Une menace directe pour l'Europe
Dans un contexte de guerre qui s'éternise, des experts militaires et politiques tirent la sonnette d'alarme. Emmanuel Grynszpan, spécialiste de l'Ukraine, affirme que « une entrée en guerre de la France pour défendre des alliés sur le continent européen n'est plus de l'ordre de la science-fiction ». Cette analyse rejoint les déclarations du chef d'état-major des armées françaises, le général Fabien Mandon, qui évoquait récemment une possibilité de guerre avec la Russie dans les cinq années à venir.
Le président ukrainien Volodymyr Zelensky, dans un entretien au Financial Times, a martelé que « Vladimir Poutine a déjà commencé la troisième guerre mondiale ». Malgré l'épuisement visible après quatre années de conflit, le dirigeant ukrainien maintient une détermination sans faille, affirmant que la Russie n'a atteint aucun de ses objectifs initiaux.
Blocage des sanctions et tensions diplomatiques
La haute représentante de l'Union européenne, Kaja Kallas, a déploré l'absence d'accord sur de nouvelles sanctions contre la Russie, qualifiant cette situation de « revers » à la veille du quatrième anniversaire de l'invasion. Ce blocage est dû à un veto hongrois qui empêche l'adoption d'un nouveau paquet de mesures coercitives.
Emmanuel Macron a appelé l'UE à « avancer » dans ce dossier, tandis que le ministre français des affaires étrangères, Jean-Noël Barrot, s'est dit certain de l'adoption prochaine de ces sanctions. Dans un message sur X, le président français a souligné le « triple échec » de la Russie sur les plans militaire, économique et stratégique.

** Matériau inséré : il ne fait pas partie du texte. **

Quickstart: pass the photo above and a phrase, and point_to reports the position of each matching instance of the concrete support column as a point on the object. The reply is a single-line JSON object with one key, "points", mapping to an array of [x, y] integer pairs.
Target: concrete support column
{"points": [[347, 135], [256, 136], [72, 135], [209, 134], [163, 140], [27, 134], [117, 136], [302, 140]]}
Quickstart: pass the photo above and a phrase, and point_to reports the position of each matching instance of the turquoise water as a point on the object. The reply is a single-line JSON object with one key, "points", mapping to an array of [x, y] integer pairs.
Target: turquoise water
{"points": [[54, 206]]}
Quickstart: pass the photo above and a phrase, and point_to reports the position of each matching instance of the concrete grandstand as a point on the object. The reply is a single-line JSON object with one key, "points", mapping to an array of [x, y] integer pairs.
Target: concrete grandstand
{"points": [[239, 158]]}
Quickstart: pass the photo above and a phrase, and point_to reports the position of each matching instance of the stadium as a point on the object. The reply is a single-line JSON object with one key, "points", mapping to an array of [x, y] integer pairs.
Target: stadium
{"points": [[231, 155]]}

Situation militaire et humanitaire préoccupante
Sur le terrain, les combats se poursuivent avec intensité :
- La défense aérienne ukrainienne a annoncé avoir détruit 105 drones sur les 126 lancés par la Russie dans la nuit de lundi à mardi
- Sept policiers ont été blessés dans une explosion à Mykolaïv, dont deux grièvement
- Une station de l'oléoduc Droujba a été attaquée au Tatarstan, provoquant un important incendie
- Le premier ministre slovaque Robert Fico a annoncé l'arrêt des livraisons d'électricité d'urgence à l'Ukraine
La population ukrainienne continue de payer un lourd tribut. Virginie Nguyen Hoang, photographe présente sur le terrain, témoigne de la détresse des civils dans la région de Donetsk : « Les habitants vivent chaque jour l'horreur concrète de l'invasion russe ».
Perspectives économiques et reconstruction
L'économie russe montre des signes d'essoufflement marqués, avec une croissance revue à la baisse par le FMI à 0,6% en 2025 et 0,8% en 2026. Les recettes pétrolières et gazières ont considérablement diminué, contraignant Moscou à augmenter plusieurs impôts pour combler le déficit budgétaire.

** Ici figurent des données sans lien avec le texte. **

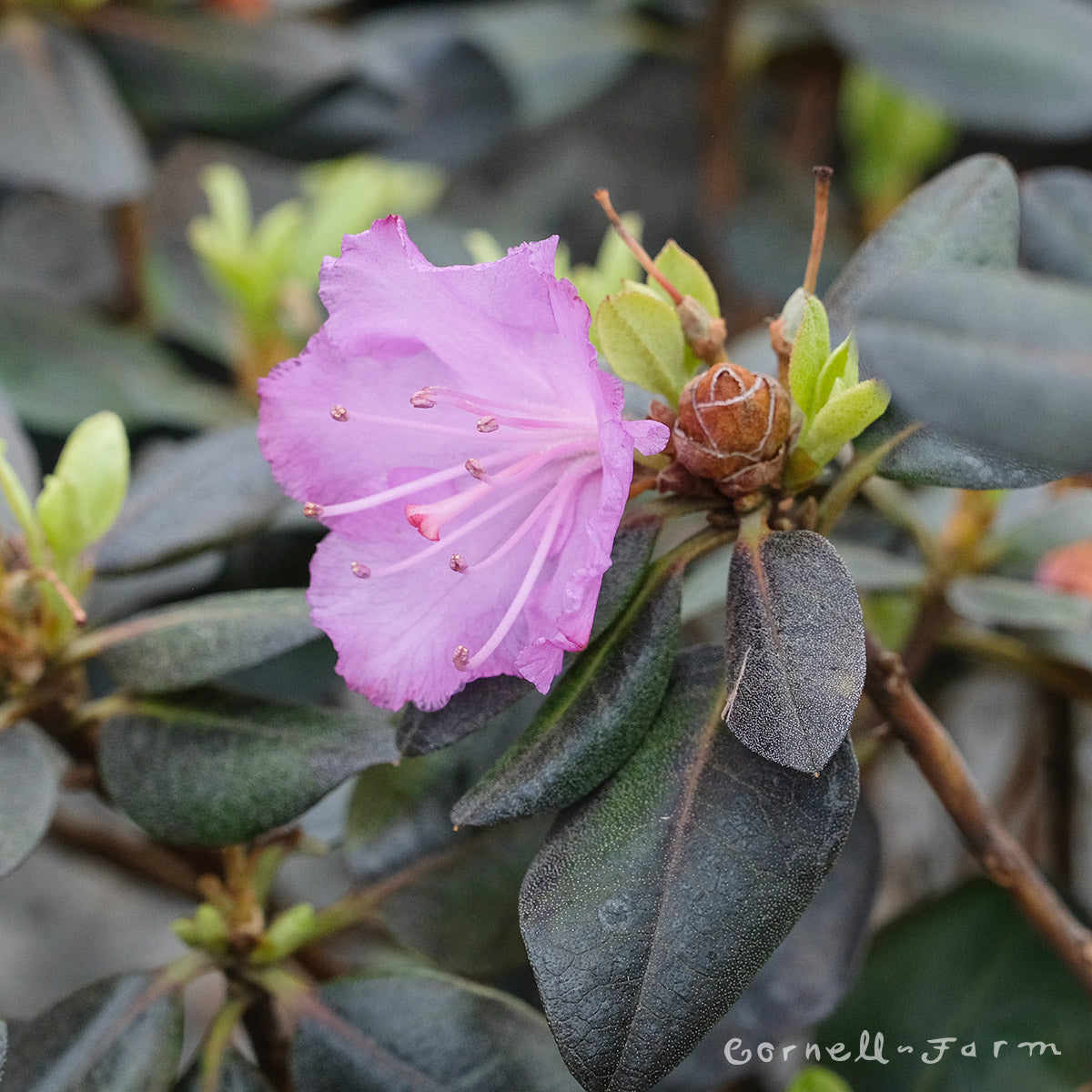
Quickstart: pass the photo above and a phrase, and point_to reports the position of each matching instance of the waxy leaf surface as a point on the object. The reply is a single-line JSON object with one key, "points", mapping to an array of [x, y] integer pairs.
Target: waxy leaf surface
{"points": [[219, 480], [27, 793], [120, 1035], [655, 901], [1057, 222], [970, 967], [997, 358], [424, 1033], [211, 769], [795, 648], [104, 366], [1000, 66], [191, 643], [592, 721], [966, 217]]}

En parallèle, la reconstruction de l'Ukraine après-guerre est estimée à 588 milliards de dollars sur la prochaine décennie, selon un rapport conjoint de Kiev, de la Banque mondiale, de l'Union européenne et des Nations unies. Les Ukrainiens ayant dû quitter leur pays peuvent désormais déposer des demandes d'indemnisation auprès d'un organisme sous l'égide du Conseil de l'Europe.

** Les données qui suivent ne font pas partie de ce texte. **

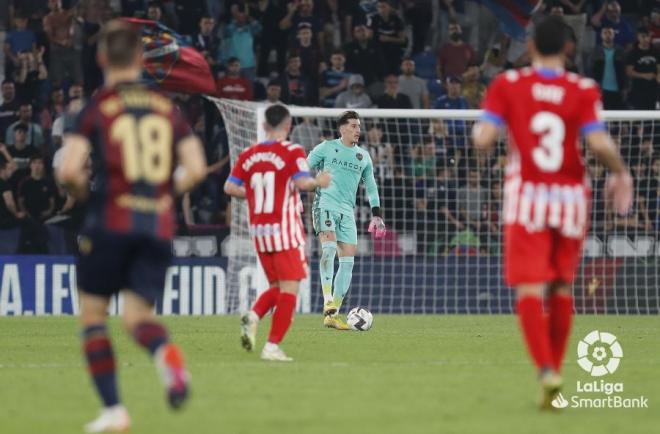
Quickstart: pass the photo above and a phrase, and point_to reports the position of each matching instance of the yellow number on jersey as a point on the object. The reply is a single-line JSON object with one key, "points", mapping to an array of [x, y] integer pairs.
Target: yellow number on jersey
{"points": [[145, 147]]}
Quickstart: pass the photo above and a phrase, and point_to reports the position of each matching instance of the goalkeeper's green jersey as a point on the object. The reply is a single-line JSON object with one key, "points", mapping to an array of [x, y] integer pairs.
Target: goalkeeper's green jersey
{"points": [[348, 166]]}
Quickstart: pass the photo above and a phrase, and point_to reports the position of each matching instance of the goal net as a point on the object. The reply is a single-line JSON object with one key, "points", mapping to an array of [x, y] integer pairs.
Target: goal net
{"points": [[441, 202]]}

Négociations et soutien international
Une nouvelle série de pourparlers visant à mettre fin à la guerre pourrait avoir lieu les 26 et 27 février, selon Kyrylo Boudanov, chef de cabinet du président Zelensky. Cependant, les experts restent sceptiques quant à une issue rapide du conflit.
L'ancien premier ministre britannique Boris Johnson a lancé un appel vibrant sur les réseaux sociaux : « Les Ukrainiens se battent en héros tandis que nous, en Occident, tergiversons. L'Occident peut mettre fin à la guerre cette année, si nous cessons d'hésiter ».
Alors que l'Ukraine entre dans sa cinquième année de guerre, la communauté internationale reste divisée sur la réponse à apporter, tandis que la menace d'une extension du conflit au reste de l'Europe devient de plus en plus tangible.